4.8

11.3K 689 294
                                    

Beni gördüğün de yüzünde ki şaşırmış ifadeyle bir müddet suratıma baktığın da kendini toparlamaya çalışarak bir adım geriye doğru gitti.

"Benim yüzümden mi?"

"Hayır!"

Sorduğum sorulara verdiği kısa cevaplarla beni sinir etmeye başlarken maskemi suratımdan indirip derin bir nefes aldım.

"Bunu bana neden yaptın?"

"Böyle olması gerekiyordu."

"Bora ben annemle konuştum seninle görüşememe izin verdi. Nedir bu problem?"

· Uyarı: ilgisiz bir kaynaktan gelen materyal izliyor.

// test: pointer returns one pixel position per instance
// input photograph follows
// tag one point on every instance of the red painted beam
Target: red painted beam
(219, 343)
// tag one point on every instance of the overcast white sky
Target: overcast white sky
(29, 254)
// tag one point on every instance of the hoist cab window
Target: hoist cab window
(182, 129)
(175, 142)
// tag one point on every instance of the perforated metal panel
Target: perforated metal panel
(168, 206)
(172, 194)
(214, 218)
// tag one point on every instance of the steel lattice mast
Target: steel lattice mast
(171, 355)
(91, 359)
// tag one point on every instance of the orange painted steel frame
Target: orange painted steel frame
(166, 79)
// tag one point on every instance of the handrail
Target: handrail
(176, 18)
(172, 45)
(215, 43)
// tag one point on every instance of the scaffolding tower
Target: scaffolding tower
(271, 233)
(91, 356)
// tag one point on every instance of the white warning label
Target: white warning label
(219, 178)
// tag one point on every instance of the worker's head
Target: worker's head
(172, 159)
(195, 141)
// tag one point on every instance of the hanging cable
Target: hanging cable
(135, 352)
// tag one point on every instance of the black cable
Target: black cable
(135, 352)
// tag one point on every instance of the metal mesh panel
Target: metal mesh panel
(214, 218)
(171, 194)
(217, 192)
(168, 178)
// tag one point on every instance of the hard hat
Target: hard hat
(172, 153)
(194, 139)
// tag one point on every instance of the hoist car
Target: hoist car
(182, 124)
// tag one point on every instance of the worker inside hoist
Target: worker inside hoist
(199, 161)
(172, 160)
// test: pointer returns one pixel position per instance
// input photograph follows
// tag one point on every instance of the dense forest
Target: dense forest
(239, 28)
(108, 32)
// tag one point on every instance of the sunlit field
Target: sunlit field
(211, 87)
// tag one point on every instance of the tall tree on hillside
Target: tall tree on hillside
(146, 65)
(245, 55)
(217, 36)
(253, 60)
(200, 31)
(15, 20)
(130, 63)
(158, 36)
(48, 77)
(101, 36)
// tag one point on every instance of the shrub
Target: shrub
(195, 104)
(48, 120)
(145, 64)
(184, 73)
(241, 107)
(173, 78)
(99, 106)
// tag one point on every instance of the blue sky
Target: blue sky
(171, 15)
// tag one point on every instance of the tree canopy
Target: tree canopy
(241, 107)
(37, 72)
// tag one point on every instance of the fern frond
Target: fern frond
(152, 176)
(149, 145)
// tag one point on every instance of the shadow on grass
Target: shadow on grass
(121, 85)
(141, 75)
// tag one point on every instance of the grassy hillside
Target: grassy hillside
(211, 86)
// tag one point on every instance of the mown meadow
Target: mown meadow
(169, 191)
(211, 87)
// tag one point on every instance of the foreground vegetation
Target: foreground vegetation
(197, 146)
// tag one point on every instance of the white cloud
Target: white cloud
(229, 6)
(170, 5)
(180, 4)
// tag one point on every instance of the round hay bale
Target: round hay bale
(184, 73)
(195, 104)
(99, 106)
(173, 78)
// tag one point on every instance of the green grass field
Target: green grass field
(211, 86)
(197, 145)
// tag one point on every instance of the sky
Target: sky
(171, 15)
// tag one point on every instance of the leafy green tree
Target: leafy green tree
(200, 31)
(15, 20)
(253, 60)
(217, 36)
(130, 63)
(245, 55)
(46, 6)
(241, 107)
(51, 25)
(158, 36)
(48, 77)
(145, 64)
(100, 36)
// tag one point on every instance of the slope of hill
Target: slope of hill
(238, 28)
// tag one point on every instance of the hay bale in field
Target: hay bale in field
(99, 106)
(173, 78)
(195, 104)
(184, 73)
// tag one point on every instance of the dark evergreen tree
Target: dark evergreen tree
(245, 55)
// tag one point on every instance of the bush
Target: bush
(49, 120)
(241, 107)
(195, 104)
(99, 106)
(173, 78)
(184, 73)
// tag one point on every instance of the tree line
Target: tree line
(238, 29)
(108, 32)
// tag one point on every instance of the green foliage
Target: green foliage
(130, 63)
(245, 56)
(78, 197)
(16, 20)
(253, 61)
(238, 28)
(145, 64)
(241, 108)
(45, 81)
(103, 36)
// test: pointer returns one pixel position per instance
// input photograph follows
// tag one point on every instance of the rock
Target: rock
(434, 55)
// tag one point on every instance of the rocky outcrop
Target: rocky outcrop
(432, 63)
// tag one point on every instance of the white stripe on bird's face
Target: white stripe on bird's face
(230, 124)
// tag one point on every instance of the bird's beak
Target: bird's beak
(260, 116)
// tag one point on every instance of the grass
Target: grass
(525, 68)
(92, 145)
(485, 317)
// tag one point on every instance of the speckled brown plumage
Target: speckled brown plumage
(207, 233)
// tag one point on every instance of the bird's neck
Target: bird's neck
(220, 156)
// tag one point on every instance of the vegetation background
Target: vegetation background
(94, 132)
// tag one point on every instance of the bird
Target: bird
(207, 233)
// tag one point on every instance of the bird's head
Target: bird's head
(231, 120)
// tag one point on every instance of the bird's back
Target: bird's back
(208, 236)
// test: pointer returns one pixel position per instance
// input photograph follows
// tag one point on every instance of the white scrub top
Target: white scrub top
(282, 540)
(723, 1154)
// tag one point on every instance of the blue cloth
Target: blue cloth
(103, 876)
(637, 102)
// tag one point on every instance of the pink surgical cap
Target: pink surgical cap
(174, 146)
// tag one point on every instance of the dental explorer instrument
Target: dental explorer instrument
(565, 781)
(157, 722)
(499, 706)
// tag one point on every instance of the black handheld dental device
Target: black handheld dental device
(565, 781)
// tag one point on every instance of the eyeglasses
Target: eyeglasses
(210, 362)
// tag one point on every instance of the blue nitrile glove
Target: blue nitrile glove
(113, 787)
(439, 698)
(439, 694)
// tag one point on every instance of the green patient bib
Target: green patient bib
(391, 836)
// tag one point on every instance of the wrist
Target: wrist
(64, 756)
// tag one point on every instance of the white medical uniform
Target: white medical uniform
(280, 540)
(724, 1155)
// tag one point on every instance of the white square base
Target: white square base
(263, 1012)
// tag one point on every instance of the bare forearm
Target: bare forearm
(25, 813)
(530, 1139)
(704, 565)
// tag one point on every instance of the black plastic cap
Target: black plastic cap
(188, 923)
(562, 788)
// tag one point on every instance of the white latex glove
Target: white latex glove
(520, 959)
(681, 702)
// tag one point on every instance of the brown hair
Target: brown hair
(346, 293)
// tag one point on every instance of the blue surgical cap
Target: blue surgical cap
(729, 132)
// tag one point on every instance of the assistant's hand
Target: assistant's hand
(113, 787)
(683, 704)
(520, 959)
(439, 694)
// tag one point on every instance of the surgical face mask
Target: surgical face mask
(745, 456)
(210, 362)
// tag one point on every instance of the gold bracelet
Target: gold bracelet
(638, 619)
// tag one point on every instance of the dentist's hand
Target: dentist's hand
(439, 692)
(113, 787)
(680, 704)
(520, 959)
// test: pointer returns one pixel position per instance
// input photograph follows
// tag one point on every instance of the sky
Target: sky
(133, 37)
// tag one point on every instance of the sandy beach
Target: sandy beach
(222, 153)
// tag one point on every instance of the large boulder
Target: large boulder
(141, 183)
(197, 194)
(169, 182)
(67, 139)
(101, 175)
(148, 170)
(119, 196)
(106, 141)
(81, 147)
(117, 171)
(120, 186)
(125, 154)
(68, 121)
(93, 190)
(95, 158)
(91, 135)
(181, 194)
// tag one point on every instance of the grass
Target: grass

Söylediğim şeyle şaşırdığını belli etmemeye çalışırken elini içeriye geçmem için kaldırdığın da maskeyi suratıma yerleştirerek adımımı içeriye doğru attım.

"Annen evde değil mi?"

"İşe gitti. Birazdan gelir."

İçeri geçip kapıyı kapattığın da kalbimin hızlanma sesi etrafa yayılırken bir adım yanıma yaklaşarak elimi yüzüne götürdüm.

"Problem ne?"

"Korkuyorum."

"Neyden korkuyorsun? Bak annem de artık bir sorun çıkartmıyor."

Elini yüzüme götürüp saçlarımı geriye doğru attığın da gözlerinin içine ümitsizce baktım.

"Seni üzmekten, sana zarar vermekten, kalbinin kırılmasına dayanamamaktan korkuyorum!"

Söylediği şeylerle ellerimi birbirine sürttüğüm de konuşmak için dudağımı araladım.

"Bora ben seni küçücük kalbime sığdırdım. Seni seviyorum ve sen beni üzemezsin. Senin böyle davranman beni daha da çok üzüyor!"

Bir anda bana sıkıca sarılmasıyla mutluluktan ağlamak üzere olduğumu anladığım da göz yaşlarımın boynunu ıslatmasına izin verdim.

Onu kaybetmek istemiyordum. Her ne olursa olsun yanım da olsun istiyordum.

"Seni üzdüğüm için özür dilerim. Ben böyle olsun istememiştim.

"Biliyorum." diyerek ayrıldığım da kapının çalmasıyla elini hızlıca kapıya götürerek geri çekildi.

"Oğluşum ben geldim. Bak senin en sevdiğin abur cuburlardan da aldım."

Annesinin içeri girdiğin de beni görmesiyle şaşkınlıkla gülümsediğin de ben de aynı şekil de karşılık verdim.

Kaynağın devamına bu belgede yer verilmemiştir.